Vielleicht irre ich mich, und die Anrede des Films ist (wie in manchen von Geyrhalters früheren Filmen) eher ethnografisch/anthropologisch gedacht: allseitig interessiert, beobachtend, wertfrei. "Earth" wäre dann ein Film über das Selbstverständnis der ausführenden Organe des Anthropozäns, vielleicht in der Absicht, unser eigenes Unvermögen, der Katastrophe ins Auge zu blicken, zurückzuspiegeln. Die Fragen, die Geyrhalter seinen Gesprächspartnern stellt, sprechen eher dagegen. Zwar mischen sich unter die Arbeiter und Angestellten noch andere Stimmen, die eines Historikers und einer Museumsführerin zum Beispiel.

Aber auch sie sind Geyrhalters rhetorischen Fragen untertan, autorisieren die Thesen, die der Filmemacher ihnen in den Mund legt. Manche der Dinge, die Geyrhalters Gegenüber aufsagen, zum Beispiel die Rede vom kalifornischen Bevölkerungswachstum, das ständige Expansion und Landgewinnung notwendig mache, sind unwahr, bleiben aber unwidersprochen. Tatsächlich ist der Bevölkerungszuwachs Kaliforniens derzeit niedriger als je zuvor (seit der Aufzeichnung relevanter Daten), aber das malthusische Schreckensszenario vom unaufhaltsamen Wachstum, einmal ausgemalt, passt besser ins Bild.
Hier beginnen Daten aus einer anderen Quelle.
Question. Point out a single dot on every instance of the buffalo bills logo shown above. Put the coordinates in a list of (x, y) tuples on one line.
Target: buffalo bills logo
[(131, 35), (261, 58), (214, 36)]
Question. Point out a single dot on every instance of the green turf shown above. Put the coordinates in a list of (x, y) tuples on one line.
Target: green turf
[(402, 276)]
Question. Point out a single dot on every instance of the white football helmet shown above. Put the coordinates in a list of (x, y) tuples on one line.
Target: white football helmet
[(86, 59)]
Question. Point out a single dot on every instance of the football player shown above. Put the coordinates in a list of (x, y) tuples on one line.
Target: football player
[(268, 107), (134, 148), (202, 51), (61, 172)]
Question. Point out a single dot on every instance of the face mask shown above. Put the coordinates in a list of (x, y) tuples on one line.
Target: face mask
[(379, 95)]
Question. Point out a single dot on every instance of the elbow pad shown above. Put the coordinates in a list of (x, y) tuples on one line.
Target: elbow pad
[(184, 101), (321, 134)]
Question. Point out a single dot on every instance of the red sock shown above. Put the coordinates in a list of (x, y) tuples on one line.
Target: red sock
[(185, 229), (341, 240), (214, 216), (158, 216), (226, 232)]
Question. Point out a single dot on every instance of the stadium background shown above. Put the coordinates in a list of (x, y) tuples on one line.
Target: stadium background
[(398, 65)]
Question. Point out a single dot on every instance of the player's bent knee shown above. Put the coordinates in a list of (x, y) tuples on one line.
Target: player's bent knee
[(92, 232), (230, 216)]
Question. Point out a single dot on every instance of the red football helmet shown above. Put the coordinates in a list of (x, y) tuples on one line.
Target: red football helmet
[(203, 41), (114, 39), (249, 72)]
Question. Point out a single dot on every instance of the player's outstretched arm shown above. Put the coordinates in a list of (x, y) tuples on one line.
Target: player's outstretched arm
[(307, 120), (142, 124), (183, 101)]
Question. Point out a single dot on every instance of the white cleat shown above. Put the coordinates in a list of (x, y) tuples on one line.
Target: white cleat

"Earth" sammelt Umschichtungen, Bohrungen, Ausgrabungen überall in der westlichen Welt. Über weite Strecken ist das additiv und redundant. Viel kommt nicht dabei herum. In den letzten beiden Episoden versucht der Film dann doch noch etwas anderes, führt kleine Regelverstöße ein, die den geologischen Fingerabdruck der Menschheit anders perspektivieren und politisieren. Am Anfang des Films stand der antagonistische Naturbegriff eines kalifornischen Baggerfahrers, der das Verhältnis von Mensch und Umwelt als Kampf ("fight") bestimmte. Das letzte Wort hat der harmonische Naturbegriff kanadischer Native Americans im Kampf gegen den Abbau der Athabasca-Ölsande nördlich und südlich von Fort McKay, auf Land, das früher ihnen gehörte.

Davor geht es nach Deutschland, wo wir einem offensichtlich selbst krisenhaften Versuch des Krisenmanagements beiwohnen. In der Atommüllendlagerstätte im aufgelassenen Salzbergwerk von Wolfenbüttel erlaubt sich Geyrhalter einen intertextuellen Witz. Ziemlich toll, wie er einfach so einen Projektor und eine Leinwand ins Bild stellt, darauf zu sehen der Lehrfilm "Sicherheit durch Tieflagerung" aus dem Jahr 1979. Das technische Personal, das heute für die Sicherung und eventuelle "Rückholung" des untragbar gewordenen Gefahrenmaterials zuständig ist, guckt zu. Die väterliche Autorität und ungetrübte Zuversicht des Lehrfilms, sowie das krasse Missverhältnis zur katastrophalen Wirklichkeit, lassen an den Genreklassiker "Duck and Cover" denken. Heute wissen wir es natürlich besser, und planen absolut sicher voraus. "Da können die verschiedensten Veränderungen kommen", räsoniert ein Krisenmanager, "in einer Million Jahren."

Nikolaus Perneczky

Erde - Österreich 2019 - Regie: Nikolaus Geyrhalter - Laufzeit: 115 Minuten.